Lo scenario dell’economia mondiale è altrettanto complesso quanto in profonda evoluzione. Gli eventi che hanno caratterizzato i primi due decenni di questo secolo hanno in gran parte colto di sorpresa un mondo che aveva festeggiato il passaggio di millennio con la grande speranza della crescita economica continua e della consolidata stabilità politica. Poi non ci siamo fatti mancare nulla: dall’attentato alle Torri gemelle all’invasione dell’Iraq, dalla crisi finanziaria all’esplosione della pandemia, dall’aggressione russa all’Ucraina ai dissesti bancari e al ritorno di un’inflazione che tutti pensavano fosse un reperto storico nel museo del secolo scorso.
Il mondo è cambiato e continua ancor più rapidamente a cambiare. Lo dimostra il tramonto della globalizzazione così come lo dimostrano i progressi sempre più veloci sul fronte della tecnologia con l’irruzione di quell’Intelligenza artificiale che sta già rivoluzionando i sistemi produttivi così come la strategia organizzativa delle imprese.
In questa realtà capire dove sta andando il mondo, ammesso che vi sia una razionalità nei processi in atto, è importante perché può aiutare a capire che i nuovi problemi non possono essere affrontati con le vecchie logiche e con gli strumenti tradizionali.
Ci vogliono nuove mappe, nuovi percorsi di conoscenza e soprattutto una capacità di analisi che vada oltre le ipotesi prefabbricate dalle ideologie.

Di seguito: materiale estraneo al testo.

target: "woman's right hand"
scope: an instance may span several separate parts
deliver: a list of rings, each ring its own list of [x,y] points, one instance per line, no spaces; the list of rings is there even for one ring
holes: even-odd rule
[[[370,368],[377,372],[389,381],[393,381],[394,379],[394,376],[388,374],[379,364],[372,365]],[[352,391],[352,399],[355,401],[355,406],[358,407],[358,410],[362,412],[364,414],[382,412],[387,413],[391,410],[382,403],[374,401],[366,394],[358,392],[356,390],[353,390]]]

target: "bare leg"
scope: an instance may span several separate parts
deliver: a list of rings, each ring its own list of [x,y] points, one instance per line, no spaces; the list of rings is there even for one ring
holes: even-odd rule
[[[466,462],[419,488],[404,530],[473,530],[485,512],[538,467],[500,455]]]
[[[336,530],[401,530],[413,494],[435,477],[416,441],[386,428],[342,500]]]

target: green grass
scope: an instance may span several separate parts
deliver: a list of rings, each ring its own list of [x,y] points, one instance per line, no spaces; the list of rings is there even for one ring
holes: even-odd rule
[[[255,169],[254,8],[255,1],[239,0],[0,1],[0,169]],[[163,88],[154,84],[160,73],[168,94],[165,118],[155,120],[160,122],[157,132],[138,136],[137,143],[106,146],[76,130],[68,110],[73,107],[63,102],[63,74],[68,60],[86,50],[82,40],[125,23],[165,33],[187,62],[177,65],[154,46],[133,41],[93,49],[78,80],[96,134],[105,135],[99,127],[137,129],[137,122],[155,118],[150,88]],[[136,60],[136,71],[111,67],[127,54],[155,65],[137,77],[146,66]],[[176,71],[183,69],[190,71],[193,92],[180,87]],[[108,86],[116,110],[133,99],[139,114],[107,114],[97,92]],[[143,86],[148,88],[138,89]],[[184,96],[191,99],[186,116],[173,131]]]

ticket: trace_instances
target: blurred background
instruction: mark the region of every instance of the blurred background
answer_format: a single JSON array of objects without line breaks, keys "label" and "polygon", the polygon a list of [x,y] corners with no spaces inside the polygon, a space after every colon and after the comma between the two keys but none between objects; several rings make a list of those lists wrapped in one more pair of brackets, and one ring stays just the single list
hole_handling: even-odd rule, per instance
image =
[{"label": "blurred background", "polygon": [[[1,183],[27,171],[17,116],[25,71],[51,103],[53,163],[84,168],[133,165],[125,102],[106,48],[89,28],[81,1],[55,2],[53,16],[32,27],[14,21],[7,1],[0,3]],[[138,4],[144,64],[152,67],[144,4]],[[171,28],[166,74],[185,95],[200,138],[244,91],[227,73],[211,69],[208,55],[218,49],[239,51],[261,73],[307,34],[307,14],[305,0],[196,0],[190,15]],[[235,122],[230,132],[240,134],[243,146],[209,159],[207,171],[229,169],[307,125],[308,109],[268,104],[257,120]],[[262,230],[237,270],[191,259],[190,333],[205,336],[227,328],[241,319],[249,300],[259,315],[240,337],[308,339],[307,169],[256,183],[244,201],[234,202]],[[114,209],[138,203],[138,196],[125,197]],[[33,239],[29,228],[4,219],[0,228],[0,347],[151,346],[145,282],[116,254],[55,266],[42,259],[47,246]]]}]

È questo il paradigma di fondo in cui si muove il secondo rapporto sul mondo postglobale che prosegue il percorso delle 25 precedenti edizioni annuali dei rapporti sull’economia globale e l’Italia realizzati dal Centro Einaudi e coordinati da Mario Deaglio.
Già il titolo di questa edizione, realizzata anche grazie a IntesaSanpaolo, è molto significativo: “Dall’illusione dell’abbondanza all’economia dell’abbastanza” (ed. Guerini e associati, pagg. 180, € 19), un titolo che sottolinea il più importante cambiamento, a livello di economia mondiale, avvenuto negli ultimi anni. Come sottolinea lo stesso Deaglio nel capitolo introduttivo “viviamo, nel migliore dei casi, sulla soglia di un’era che può essere definita ‘a somma zero’, perché sempre più i benefici che un Paese ottiene sono il risultato di sottrazioni ad altri Paesi”. Sembra così tramontata la teoria del mutuo vantaggio, degli scambi che aumentano l’efficienza dell’intero sistema economico, di un libero commercio capace di stimolare l’iniziativa privata e di mobilitare grandi risorse finanziarie. E siamo tornati alle vie nazionali, alle politiche economiche fondate sull’intervento statale, agli incentivi e ai sussidi per far tornare in patria fabbriche e uffici.
Il mondo appare così una sommatoria di debolezze con i grandi Paesi, in particolare gli Stati Uniti, che giocano soprattutto in difesa, accentuando i contrasti con una Cina destinata comunque a diventare uno dei protagonisti economici di questo secolo. Ma la debolezza è anche quella della Germania, non a caso uno dei primi Paesi a cadere in recessione negli ultimi mesi. Così come é debole il Regno Unito impegnato a sanare le ferite della Brexit. E debole è l’Italia, pur mostrando un’economia con forte capacità di adattamento, ma alle prese oltre che con i sempre grandi problemi di gestione del debito, con i profondi cambiamenti dello scenario politico dopo le elezioni anticipate dell’autunno scorso.
Lo scenario italiano presenta peraltro fattori positivi che non vanno posti in secondo piano. “L’esito della crescita inattesa del Pil – afferma il rapporto – è il frutto di una ‘lunga’ semina nelle medie imprese, dei progressi del settore agroalimentare, della riscoperta della centralità manifatturiera e della valorizzazione del turismo. Quattro assi che si sono combinati con la presenza italiana nelle tecnologie critiche che perfino alcuni report internazionali riconoscono”.
Nell’insieme il rapporto del Centro Einaudi presenta comunque una chiave di lettura del mondo attuale in cui c’è una grande spazio per la speranza, in cui si può riscoprire il liberalismo delle origini, quello di Adam Smith che nella sua teoria dei sentimenti morali descriveva un mondo basato sui rapporti umani e sulla simpatia. Un mondo fondato sulla qualità più che sulla quantità, un mondo in cui ognuno sappia credere che la propria libertà è ancora più forte in un’ottica di bene comune.